# Drain plug washer



## scott4534 (Apr 18, 2013)

Another newbie question  

The water system was shown to be working when I bought the van - and it still is.

However water is dripping from the drain plug at the side when the system is under pressure.

I've tried tightening it but it still drips. I notice it doesn't have a washer on it - should it?

The last thing the previous owner showed me was how to drain the system, I guess if there was one it could have fallen off then.

Scott.


----------



## adonisito (Nov 6, 2009)

Our Carver drain plug dripped even though it was tight, I stuck a rubber washer on and it's fine. No idea if it should have one or not. I did the same on the drain plug for the water tank. Stick a washer on it.


----------



## paulmold (Apr 2, 2009)

If it's a Carver heater, then yes it should have a washer like this...

http://www.ebay.co.uk/itm/Truma-Car...ervan_Caravan_Accessories&hash=item4abee04ffc


----------



## VenturerDave (Oct 2, 2009)

We have just had exactly the same problem with our Carver hot water tank.

It started as a slow drip and became a slow flow until we had to turn off the water pump at night otherwise it kept cutting in as the pressure dropped in the system.

I fitted a new O ring to the drain plug with PTFE tape on the thread but it made no difference.

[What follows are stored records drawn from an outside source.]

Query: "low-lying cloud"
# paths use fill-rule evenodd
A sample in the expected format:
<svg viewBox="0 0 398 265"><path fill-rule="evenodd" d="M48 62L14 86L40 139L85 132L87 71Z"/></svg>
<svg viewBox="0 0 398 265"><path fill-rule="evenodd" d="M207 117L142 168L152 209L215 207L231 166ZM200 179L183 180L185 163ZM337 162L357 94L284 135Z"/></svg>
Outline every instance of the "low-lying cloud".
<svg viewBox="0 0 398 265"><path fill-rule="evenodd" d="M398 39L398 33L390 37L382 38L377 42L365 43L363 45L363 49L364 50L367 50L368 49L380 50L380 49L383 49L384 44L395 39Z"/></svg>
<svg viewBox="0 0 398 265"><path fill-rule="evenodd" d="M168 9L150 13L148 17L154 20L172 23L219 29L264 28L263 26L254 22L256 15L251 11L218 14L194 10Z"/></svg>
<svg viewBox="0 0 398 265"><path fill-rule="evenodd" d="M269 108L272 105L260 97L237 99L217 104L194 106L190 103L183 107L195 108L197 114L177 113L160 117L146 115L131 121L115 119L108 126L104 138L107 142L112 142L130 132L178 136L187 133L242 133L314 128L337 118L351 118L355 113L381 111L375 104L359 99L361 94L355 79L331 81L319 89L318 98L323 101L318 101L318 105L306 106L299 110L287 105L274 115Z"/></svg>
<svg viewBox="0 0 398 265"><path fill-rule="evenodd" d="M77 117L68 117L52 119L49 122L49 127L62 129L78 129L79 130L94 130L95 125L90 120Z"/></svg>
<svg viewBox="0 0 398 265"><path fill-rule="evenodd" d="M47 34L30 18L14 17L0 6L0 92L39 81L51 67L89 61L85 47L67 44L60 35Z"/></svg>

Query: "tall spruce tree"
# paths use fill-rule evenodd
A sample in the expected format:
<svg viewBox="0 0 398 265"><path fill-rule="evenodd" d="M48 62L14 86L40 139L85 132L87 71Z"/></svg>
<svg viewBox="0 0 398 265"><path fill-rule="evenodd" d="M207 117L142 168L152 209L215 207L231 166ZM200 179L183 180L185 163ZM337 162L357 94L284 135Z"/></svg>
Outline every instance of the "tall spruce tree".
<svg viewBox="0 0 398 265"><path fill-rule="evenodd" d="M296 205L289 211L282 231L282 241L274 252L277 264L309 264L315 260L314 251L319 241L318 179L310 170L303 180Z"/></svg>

I got a new plug with new O ring but again it still leaked. Then someone on a site in Shropshire suggested I undid the four screws holding the vent plate in place to see what was happening. I had (until this point) thought theplate was sealed to the MH body so had been reluctant to disturb them.

As soon as it was removed I could see a fine mist of water coming from the plastic body of the air bleed valve at the top left of the unit. Shrewsbury's local MH specialist could not deal with it but warned me that usually the valve broke on removal being attempted leaving the thread of the valve in the casting of the tank 'and that really causes a problem' he said.

We headed home and sure enough, as soon a my box spanner touched the valve the spray increased and the valve broke off as soon as I twisted it to undo.

A couple of hours later all the threaded part had been removed carefully ( It's a long story how) and the new valve fitted with it's new O ring and PTFE tape on the thread.

Touch wood, all has been OK for a month now with no leaks.

Good luck !


----------